Redemption on the cards for Martin

O'Neill is driven by chance to prove sceptics wrong

New Republic of Ireland manager Martin O'Neill speaking at his first press conference. Gibson Hotel, Dublin. Picture: Stephen McCarthy / SPORTSFILE

Paul Hyland

IF Giovanni Trapattoni's day out was about old grandeur, sophistication and a double espresso in the RDS Library five years ago, this was tea and scones with a whiskey chaser.

An Italian legend's urbane presence amongst the splendour of a Victorian age left everyone wide-eyed, impressed and with no notion of the tedium which was to follow.

Boredom is not a word readily associated with Roy Keane, the wild element in O'Neill's plan and a singular soul distilled from a lifetime of glorious achievement and his own need to succeed. They are well matched.

O'Neill is a modern man with a homely twist and it was just about perfect that he should be displayed for approval in the Gibson Hotel, a glass palace built during the boom.

The entire Point Village complex is a testimony to Harry Crosbie's dream of what might be if the tired and broken old landscape which was the Dublin Docklands was viewed through new eyes.

So it is with the Ireland squad. O'Neill and Keane must reinterpret Trapattoni's work and lift a nation of football fans out of the torpor which stopped the Aviva turnstiles spinning.

Stability

They both come to the job in need of redemption and that will be the theme for the next two years. O'Neill is clearly driven to rehabilitate his reputation and Keane too has a job to do to convince a very sceptical world that he can approach anything with the kind of evenness and stability which has so far been absent during moments of confrontation.

Keane always seemed to look for trouble when he was a player and found it on and off the pitch. But in between those moments of high drama and accusation, he did many, many things right.

He did so much right that Alex Ferguson's legend grew exponentially and Ireland qualified for the 2002 World Cup finals.

But not for some people. It was sad and maddening to hear the roll call of inanity which many of Saturday's radio talk shows leaned on to fill time, feeding Tweets from the misinformed into the debate with a reverence out of all proportion to their content.

One gem which filtered through the wall of noise suggested Keane would "spoil it for everyone like he did in Saipan".

It is sad to think that eleven years on, an event which was as well-documented as any has ever been in this country should still be so badly misunderstood. Without Keane's strength and effort in the first place, there would have been no reason to travel to Saipan.

Mick McCarthy's extraordinary interview from a few days back was deeply revealing. He was a study in seething, stubborn resentment and personal devastation. It was an insight into his personality which showed how much Saipan was about a blunt force meeting an immovable object.

You had to sympathise.
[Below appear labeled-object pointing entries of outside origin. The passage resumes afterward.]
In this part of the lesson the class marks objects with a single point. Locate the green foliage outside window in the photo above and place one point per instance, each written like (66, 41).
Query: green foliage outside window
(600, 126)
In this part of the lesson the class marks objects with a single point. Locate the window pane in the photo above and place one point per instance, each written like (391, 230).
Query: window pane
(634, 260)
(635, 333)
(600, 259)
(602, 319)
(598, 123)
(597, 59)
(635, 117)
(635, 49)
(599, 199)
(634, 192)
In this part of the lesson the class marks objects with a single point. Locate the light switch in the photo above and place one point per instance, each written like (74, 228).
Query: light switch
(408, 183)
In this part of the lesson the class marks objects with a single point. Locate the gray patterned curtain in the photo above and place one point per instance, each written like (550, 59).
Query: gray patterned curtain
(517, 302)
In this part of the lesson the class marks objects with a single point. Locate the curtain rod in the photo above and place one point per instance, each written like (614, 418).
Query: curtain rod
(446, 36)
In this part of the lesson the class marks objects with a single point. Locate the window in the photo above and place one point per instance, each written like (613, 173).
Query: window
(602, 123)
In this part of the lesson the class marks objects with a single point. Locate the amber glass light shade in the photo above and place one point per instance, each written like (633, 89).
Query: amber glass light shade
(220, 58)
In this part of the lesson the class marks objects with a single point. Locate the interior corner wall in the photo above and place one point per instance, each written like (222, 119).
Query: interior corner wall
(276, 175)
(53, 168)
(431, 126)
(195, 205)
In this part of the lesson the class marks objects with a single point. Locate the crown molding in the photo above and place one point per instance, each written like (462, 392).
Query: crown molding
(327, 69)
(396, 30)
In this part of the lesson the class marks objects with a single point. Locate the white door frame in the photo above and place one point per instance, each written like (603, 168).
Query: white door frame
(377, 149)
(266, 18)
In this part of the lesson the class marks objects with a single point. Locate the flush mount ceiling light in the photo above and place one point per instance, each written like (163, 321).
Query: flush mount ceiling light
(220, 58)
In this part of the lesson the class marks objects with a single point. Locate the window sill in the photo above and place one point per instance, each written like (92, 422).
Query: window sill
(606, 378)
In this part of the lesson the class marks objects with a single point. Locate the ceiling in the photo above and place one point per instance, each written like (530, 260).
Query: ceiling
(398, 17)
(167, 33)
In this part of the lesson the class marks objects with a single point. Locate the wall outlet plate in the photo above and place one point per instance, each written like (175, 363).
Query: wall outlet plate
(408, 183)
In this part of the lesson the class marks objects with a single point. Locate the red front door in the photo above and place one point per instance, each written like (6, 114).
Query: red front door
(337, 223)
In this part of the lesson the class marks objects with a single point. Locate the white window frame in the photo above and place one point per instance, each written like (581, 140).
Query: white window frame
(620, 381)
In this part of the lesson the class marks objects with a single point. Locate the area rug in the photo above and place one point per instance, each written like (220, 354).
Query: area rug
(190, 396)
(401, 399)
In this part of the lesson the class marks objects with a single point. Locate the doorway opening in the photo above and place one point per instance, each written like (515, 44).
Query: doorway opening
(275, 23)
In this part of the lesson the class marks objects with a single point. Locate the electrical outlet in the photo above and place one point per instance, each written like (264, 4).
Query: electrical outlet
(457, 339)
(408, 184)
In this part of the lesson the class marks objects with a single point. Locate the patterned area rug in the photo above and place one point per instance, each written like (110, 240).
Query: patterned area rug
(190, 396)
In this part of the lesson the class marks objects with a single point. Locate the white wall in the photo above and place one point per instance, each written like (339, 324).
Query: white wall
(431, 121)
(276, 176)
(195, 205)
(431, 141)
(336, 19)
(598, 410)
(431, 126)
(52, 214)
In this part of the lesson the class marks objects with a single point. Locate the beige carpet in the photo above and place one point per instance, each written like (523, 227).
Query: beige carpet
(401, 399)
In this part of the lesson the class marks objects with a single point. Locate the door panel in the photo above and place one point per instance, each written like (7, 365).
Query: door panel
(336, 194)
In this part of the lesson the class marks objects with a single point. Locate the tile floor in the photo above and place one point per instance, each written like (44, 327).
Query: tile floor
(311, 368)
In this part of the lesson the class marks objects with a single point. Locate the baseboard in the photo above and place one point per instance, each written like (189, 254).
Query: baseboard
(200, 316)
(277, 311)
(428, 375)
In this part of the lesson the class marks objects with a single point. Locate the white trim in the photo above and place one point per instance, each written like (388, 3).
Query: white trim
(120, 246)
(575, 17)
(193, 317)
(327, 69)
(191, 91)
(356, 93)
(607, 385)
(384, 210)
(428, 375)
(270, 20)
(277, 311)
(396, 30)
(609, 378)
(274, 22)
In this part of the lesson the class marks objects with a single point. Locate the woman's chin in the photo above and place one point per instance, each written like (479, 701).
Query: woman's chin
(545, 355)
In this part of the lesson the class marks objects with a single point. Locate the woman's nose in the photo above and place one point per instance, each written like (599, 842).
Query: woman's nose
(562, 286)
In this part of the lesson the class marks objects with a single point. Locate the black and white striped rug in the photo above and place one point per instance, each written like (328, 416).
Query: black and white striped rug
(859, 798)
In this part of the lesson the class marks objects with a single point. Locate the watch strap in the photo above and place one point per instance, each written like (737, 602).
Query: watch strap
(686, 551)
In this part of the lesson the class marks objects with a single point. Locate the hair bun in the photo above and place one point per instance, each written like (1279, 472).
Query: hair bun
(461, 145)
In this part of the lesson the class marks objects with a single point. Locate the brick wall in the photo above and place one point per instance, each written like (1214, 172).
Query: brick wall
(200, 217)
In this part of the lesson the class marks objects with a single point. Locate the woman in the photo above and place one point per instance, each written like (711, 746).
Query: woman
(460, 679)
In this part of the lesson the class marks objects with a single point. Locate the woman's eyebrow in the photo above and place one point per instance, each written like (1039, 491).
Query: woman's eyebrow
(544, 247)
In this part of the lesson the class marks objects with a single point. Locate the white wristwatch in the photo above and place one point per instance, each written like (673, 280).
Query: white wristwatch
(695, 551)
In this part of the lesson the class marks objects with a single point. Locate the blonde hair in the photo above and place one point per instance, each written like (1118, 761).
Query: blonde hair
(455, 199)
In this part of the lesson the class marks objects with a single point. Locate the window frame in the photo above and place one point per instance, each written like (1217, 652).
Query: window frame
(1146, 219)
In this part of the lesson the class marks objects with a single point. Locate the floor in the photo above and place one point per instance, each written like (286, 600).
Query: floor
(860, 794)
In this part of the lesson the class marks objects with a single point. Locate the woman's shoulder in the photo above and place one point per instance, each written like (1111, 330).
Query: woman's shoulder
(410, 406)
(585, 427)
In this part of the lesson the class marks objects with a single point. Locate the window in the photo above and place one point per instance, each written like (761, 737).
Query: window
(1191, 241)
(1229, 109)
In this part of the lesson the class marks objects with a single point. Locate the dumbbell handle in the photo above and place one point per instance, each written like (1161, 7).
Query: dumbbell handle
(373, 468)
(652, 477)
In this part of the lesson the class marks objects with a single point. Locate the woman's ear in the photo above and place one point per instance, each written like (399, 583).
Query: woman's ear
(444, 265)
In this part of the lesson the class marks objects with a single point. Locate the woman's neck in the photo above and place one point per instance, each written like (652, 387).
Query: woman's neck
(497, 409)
At every turn in his career, McCarthy has had to deal with Keane and this latest chapter is probably the most bitter.

McCarthy, too, is in search of redemption but he will likely never see it now. More galling than that, he may have to swallow hard again in two years' time if this experiment works and Keane takes on the task of managing Ireland himself – a job many feel he was born to do.

There have been handshakes and mutually kind words from both men in the years since Saipan but the rift is as big now as it ever was and will never be healed.

Boycott

But it is annoying to realise that there are still many people out there who continue to use the Saipan incident as a reason to boycott their national team. It's a badge of honour for them and filled with such enormous pomposity and foolishness.
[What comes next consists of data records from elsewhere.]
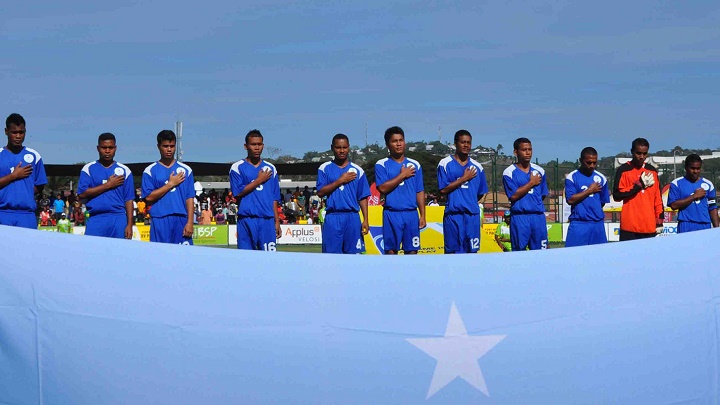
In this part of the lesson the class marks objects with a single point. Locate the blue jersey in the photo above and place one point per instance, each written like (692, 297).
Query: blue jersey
(112, 201)
(345, 198)
(20, 194)
(404, 196)
(697, 211)
(589, 209)
(173, 203)
(464, 199)
(259, 202)
(531, 203)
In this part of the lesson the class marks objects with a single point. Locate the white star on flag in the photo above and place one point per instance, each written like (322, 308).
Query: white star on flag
(457, 354)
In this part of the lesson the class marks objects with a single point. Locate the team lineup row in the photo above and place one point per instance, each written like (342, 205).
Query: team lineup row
(167, 186)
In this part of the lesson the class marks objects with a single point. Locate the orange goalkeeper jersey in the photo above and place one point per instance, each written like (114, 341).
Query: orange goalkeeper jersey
(641, 207)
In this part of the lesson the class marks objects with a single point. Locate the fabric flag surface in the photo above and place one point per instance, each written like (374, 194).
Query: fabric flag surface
(103, 321)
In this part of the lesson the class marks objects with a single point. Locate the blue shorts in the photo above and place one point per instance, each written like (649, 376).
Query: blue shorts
(21, 219)
(169, 229)
(582, 233)
(461, 233)
(342, 233)
(687, 226)
(528, 231)
(401, 228)
(109, 225)
(256, 233)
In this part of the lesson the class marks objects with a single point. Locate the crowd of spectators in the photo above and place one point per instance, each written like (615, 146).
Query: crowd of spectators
(211, 208)
(52, 206)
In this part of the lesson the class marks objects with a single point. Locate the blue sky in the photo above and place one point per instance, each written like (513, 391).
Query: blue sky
(564, 74)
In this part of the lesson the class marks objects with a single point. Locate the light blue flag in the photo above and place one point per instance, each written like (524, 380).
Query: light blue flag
(87, 320)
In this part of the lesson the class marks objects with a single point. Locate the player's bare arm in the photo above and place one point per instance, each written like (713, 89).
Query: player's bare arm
(535, 179)
(345, 178)
(158, 193)
(113, 182)
(128, 214)
(19, 172)
(363, 209)
(262, 178)
(390, 185)
(579, 197)
(699, 194)
(420, 199)
(278, 231)
(190, 208)
(469, 174)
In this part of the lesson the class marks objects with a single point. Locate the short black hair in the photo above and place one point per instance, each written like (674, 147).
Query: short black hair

These are people who declare with misty eyes that Ireland should be represented by a team taken from the League of Ireland and until that is the case, they will never darken the door of the Aviva Stadium again.

They must have very easy lives if they are able to drag such rage for Keane from their souls in the midst of a social environment which provides, on an hourly basis, more than enough new targets for angst and spleen venting.
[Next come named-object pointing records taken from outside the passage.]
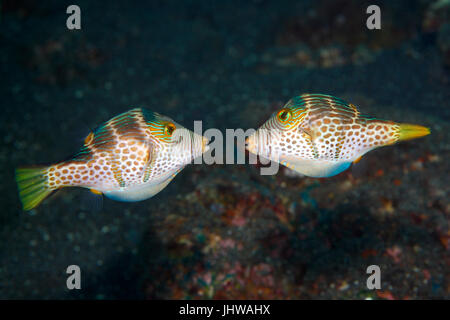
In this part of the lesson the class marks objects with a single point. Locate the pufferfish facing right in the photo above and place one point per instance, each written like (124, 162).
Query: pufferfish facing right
(131, 157)
(319, 135)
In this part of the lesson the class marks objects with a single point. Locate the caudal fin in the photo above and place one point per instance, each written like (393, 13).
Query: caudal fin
(32, 184)
(412, 131)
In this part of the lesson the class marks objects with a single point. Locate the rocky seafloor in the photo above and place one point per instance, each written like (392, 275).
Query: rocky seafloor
(225, 231)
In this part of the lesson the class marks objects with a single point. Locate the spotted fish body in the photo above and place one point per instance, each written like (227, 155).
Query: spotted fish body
(131, 157)
(320, 135)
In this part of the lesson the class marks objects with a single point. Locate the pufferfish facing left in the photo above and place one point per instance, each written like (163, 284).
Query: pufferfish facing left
(319, 135)
(131, 157)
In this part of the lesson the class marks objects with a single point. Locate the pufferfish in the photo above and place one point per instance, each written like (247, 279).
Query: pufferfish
(319, 135)
(131, 157)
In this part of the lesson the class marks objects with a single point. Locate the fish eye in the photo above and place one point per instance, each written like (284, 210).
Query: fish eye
(169, 128)
(284, 115)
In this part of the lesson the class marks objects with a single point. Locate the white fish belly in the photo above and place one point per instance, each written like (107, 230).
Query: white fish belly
(138, 192)
(318, 168)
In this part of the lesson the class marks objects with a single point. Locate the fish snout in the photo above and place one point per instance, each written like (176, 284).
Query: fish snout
(205, 146)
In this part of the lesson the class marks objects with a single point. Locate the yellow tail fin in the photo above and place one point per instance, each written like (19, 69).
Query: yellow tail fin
(412, 131)
(32, 184)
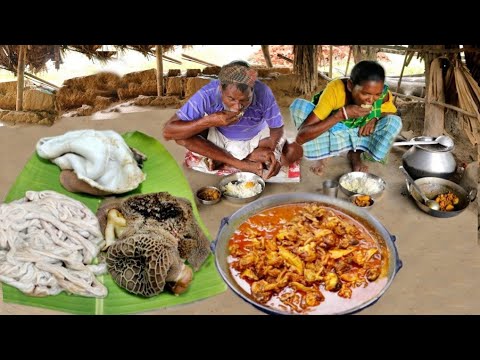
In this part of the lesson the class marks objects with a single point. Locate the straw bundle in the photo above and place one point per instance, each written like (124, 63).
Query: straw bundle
(305, 66)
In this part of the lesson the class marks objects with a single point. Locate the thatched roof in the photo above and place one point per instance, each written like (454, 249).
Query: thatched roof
(37, 56)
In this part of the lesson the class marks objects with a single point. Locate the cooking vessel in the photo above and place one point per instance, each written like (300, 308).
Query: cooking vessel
(429, 160)
(231, 223)
(432, 187)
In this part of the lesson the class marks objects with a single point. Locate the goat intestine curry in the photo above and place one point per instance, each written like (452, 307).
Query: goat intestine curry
(290, 254)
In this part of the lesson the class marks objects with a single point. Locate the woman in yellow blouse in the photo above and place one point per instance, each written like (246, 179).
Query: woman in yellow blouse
(353, 114)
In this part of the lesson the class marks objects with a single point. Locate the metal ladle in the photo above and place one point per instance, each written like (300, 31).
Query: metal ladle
(430, 203)
(443, 140)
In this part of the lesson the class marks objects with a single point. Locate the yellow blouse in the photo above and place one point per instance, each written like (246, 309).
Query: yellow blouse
(334, 97)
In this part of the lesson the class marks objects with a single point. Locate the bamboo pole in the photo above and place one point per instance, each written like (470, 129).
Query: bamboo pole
(191, 58)
(348, 59)
(427, 50)
(457, 109)
(20, 76)
(158, 53)
(330, 69)
(266, 55)
(448, 106)
(401, 75)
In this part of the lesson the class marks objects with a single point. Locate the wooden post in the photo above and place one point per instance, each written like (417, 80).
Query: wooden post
(158, 53)
(434, 123)
(348, 59)
(401, 75)
(330, 69)
(434, 114)
(266, 55)
(20, 76)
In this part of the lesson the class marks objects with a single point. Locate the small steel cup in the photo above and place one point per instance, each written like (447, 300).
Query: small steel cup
(330, 188)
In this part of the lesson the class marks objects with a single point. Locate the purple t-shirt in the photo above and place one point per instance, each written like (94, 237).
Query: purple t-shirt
(262, 112)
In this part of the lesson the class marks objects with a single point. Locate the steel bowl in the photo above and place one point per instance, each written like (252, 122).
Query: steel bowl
(353, 198)
(432, 187)
(241, 177)
(362, 178)
(230, 224)
(208, 202)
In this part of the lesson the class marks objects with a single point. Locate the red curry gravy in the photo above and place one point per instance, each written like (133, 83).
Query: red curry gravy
(270, 221)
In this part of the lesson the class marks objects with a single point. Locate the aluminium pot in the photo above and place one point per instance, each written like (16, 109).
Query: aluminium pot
(429, 160)
(432, 187)
(231, 223)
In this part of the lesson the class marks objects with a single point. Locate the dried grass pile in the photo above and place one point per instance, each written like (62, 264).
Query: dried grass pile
(80, 91)
(138, 83)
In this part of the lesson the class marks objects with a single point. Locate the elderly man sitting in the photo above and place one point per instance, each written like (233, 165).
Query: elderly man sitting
(236, 121)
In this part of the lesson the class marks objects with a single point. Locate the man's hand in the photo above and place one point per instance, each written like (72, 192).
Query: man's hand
(355, 111)
(273, 169)
(368, 128)
(251, 166)
(225, 118)
(262, 154)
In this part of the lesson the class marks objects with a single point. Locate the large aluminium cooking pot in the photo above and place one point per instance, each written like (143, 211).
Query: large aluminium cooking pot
(432, 187)
(429, 160)
(230, 224)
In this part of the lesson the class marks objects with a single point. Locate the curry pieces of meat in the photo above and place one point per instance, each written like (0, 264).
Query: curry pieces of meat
(447, 201)
(292, 259)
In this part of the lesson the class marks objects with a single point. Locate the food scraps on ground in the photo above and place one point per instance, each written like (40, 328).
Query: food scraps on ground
(447, 201)
(209, 194)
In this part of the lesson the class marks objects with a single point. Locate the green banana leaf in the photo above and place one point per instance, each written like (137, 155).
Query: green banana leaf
(163, 174)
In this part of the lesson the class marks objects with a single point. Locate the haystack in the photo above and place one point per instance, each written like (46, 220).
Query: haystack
(78, 91)
(138, 83)
(192, 85)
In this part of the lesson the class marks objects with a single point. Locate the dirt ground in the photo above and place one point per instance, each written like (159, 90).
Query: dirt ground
(440, 256)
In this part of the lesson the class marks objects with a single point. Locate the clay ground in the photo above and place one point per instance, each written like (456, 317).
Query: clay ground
(440, 256)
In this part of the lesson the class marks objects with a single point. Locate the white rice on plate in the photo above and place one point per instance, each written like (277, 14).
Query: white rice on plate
(243, 189)
(363, 186)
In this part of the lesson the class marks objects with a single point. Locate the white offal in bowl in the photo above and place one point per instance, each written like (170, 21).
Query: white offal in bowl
(242, 189)
(363, 186)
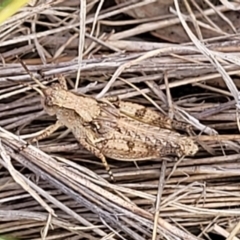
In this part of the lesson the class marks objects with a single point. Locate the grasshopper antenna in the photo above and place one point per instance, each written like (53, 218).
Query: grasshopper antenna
(42, 86)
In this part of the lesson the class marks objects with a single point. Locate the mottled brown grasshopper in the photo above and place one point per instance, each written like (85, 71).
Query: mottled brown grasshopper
(110, 128)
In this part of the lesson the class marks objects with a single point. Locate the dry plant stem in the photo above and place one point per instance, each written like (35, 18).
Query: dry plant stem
(158, 199)
(61, 186)
(31, 152)
(20, 180)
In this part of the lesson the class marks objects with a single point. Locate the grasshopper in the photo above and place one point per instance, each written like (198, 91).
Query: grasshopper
(111, 128)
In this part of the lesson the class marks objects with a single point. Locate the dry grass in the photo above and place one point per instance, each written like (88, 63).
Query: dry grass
(58, 190)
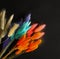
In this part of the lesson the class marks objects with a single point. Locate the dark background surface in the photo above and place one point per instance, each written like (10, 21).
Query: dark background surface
(43, 12)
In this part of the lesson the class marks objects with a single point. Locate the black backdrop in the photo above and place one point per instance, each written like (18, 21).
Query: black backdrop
(43, 12)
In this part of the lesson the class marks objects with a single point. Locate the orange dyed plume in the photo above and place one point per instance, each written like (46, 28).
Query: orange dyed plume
(41, 27)
(37, 35)
(21, 39)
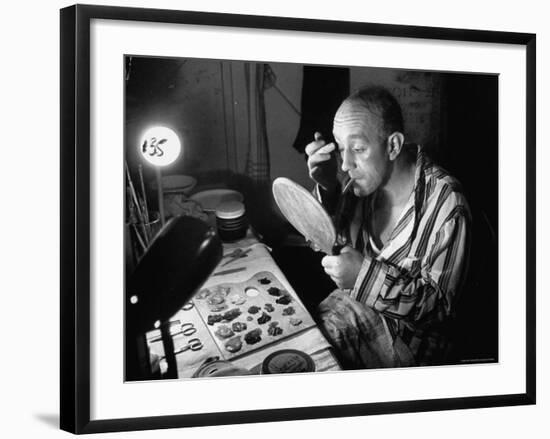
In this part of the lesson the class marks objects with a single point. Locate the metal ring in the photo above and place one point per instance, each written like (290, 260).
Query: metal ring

Keane didn't cause austerity. Nor did he invite the IMF in, but you would swear he did listening to some of the outrage pouring forth.

The overriding feeling in the Gibson Hotel on Saturday was positive. O'Neill is charming, clever and carries a scalpel in his inside pocket.

He fielded every question with consummate ease and laughed off the suggestion that the hype surrounding Keane is a surprise to him and perhaps wasn't a part of the calculation he made when he decided that the Corkman was worth a punt.

It is a gamble, there is little doubt about that, but not as big as many feel. The sub-plot centred around Keane for the next two years is governed by the fact that this is his last chance.

If, for any reason, there is a blow-up which makes it past the confines of the team hotel and the dressing room, he is done as a manager.

Someone asked O'Neill whether he thought that Keane was making a brave choice to take on this role and it was the best question of the day.

O'Neill agreed and it may well be that this realisation played a big part in his decision to choose Keane as his assistant.

Keane is all in on this one. Depending on your viewpoint, it may be unfair or it may be perfectly reasonable that it should be this way but it is and he knows it.

If he gets this one wrong, who would employ him?